2004-11-10 08:33:32

by Thomas Hood

[permalink] [raw]
Subject: [PATCH] Documentation/preempt-locking.txt clarification

On Tue, 2004-01-20 at 02:24, Robert Love wrote:
> On Mon, 2004-01-05 at 06:31, Thomas Hood wrote:
> > [...]
> > If I sent you a patch [for preempt-locking.txt] would you review
> > it and apply it if it improves the wording?
> [...]
> Sure, you can send me the patch. If you want, CC [email protected] and lkml
> and we can just apply it.


Here is a patch for Documentation/preempt-locking.txt.

I have tried to clarify the text while at the same time
preserving the original meaning. Everything is pretty clear
now except for the last paragraph which I still find baffling.
I don't know what "a test to see if preemption is required" is
exactly and I don't understand when such a test is required.
I read a number of source files but this didn't help.

It does need proof reading and if anyone would like to work on
it further then they're completely welcome.

Apart from that I have formatted the file to fit within 70
columns.

I also attach a patch. It was prepared some time ago for Linux
2.6.3 but it still applies to Linux 2.6.8.1.
// Thomas Hood


Proper locking in a Preemptible Kernel
Keeping kernel code preempt-safe
Robert Love <[email protected]>
Last Update: 24 Feb 2004


INTRODUCTION


Allowing preemption within kernel code raises new locking issues.
For the most part the issues are the same as those under SMP --
concurrency and reentrancy -- and fortunately SMP locking mechanisms
can be leveraged. The kernel requires additional explicit locking for
a few situations. The purpose of this document is to help kernel
hackers to understand the issues and to deal correctly with these
situations.


RULE #1: Explicitly protect per-CPU data structures


Two problems can arise. Consider this code snippet:

struct nifty data[NR_CPUS];
some_value = tux[smp_processor_id()] + ...;
/* imagine the task is preempted here... */
tux[smp_processor_id()] = some_value;
/* imagine the task is preempted here... */
something = tux[smp_processor_id()];

The first problem is that the local data may fail to be locked for SMP
purposes because tasks running on other CPUs cannot access it. But if
one task executing this code were to be preempted then another task on
the same CPU might interfere with the data.

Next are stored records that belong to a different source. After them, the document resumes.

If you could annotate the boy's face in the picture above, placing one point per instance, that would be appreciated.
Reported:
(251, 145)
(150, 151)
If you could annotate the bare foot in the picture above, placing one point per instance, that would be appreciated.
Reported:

Second, when the preempted task is finally rescheduled the value of
smp_processor_id() may be different from the old value.

For both of these reasons you must protect per-CPU data by disabling
preemption for the duration of the critical region.

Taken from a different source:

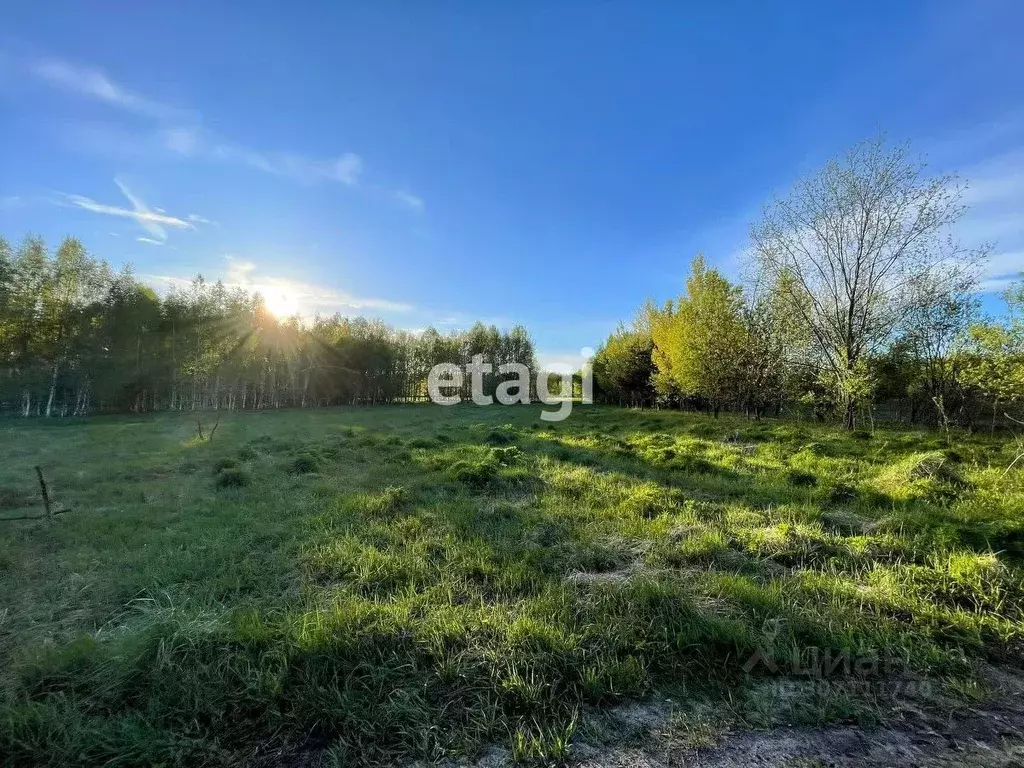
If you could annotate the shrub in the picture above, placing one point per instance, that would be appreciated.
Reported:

The functions get_cpu() and put_cpu(), which disable preemption, may
be useful for this purpose.


RULE #2: Protect CPU state


In a preemptable kernel the state of the CPU must be protected.
Vulnerable are the CPU structures and state not preserved over context
switches. Which structures these are depends on the arch. On x86,
for example, entering and exiting FPU mode must happen in critical
sections that are executed with preemption disabled. Think what would
happen if a task was executing a floating-point instruction and was
preempted! (Remember, the kernel does not save FPU state except for
user tasks.) The FPU registers would be sold to the highest bidder.
Preemption must be disabled around such regions.

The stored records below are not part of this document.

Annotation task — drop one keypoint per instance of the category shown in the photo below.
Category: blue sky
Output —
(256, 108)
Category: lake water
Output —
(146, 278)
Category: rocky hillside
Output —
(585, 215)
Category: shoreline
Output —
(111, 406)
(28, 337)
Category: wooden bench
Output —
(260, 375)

Note that some FPU functions have already been modified for preempt-
safety. For example, kernel_fpu_begin() disables preemption. On the
other hand, math_state_restore() must be called with preemption
already disabled.


RULE #3: A lock must be released by the task that acquires it


A lock acquired by one task must be released by the same task. This
means you can't do oddball things like acquire a lock and go off to
play, leaving another task to release it. If you want to do something
like that then acquire and release the lock in the first task and
make the other task wait on an event triggered by the first.


DISABLING PREEMPTION


Here are the functions that are used explicitly to disable and enable
preemption.

preempt_disable() increment the preempt counter
preempt_enable() decrement the preempt counter
preempt_enable_no_resched() decrement, but do not immediately preempt
preempt_check_resched() reschedule if needed
preempt_count() return the preempt count

The disable and enable functions are nestable. In other words, you
can call preempt_disable() n times in a code path and preemption will
not be re-enabled until the n'th call to preempt_enable().

These are actually macros which are defined as no-ops if the kernel
is configured not to support preemption.

Note that you do not need explicitly to disable preemption if any
locks are held or if interrupts are disabled, since preemption is
implicitly disabled in those cases.

However, keep in mind that relying on irqs being disabled is a risky
business. Any spin_unlock() that decreases the preemption count to 0
can trigger a reschedule. Even a simple printk() might trigger such
a reschedule. So rely on implicit preemption-disabling only if you
know that this sort of thing cannot happen in your code path. The
best policy is to rely on implicit preemption-disabling only for
short times and only so long as your remain within your own code.


EXAMPLE -- EXPLICITLY PREVENTING PREEMPTION


An example of disabling preemption using the above functions:

cpucache_t *cc; /* pointer to per-CPU data */
/* ... */
preempt_disable();
cc = cc_data(searchp);
if (cc && cc->avail) {
__free_block(searchp, cc_entry(cc), cc->avail);
cc->avail = 0;
}
preempt_enable();
return 0;

Notice how the preemption-disabled range must encompass every
reference to the per-CPU data.

Another example:

int buf[NR_CPUS]; /* per-CPU data */
/* ... */
set_cpu_val(buf);
if (buf[smp_processor_id()] == -1) printf(KERN_INFO "wee!\n");
spin_lock(&buf_lock);
/* ... */

This code is not preempt-safe, but see how easily we can fix it by
simply moving the spin_lock() up two lines.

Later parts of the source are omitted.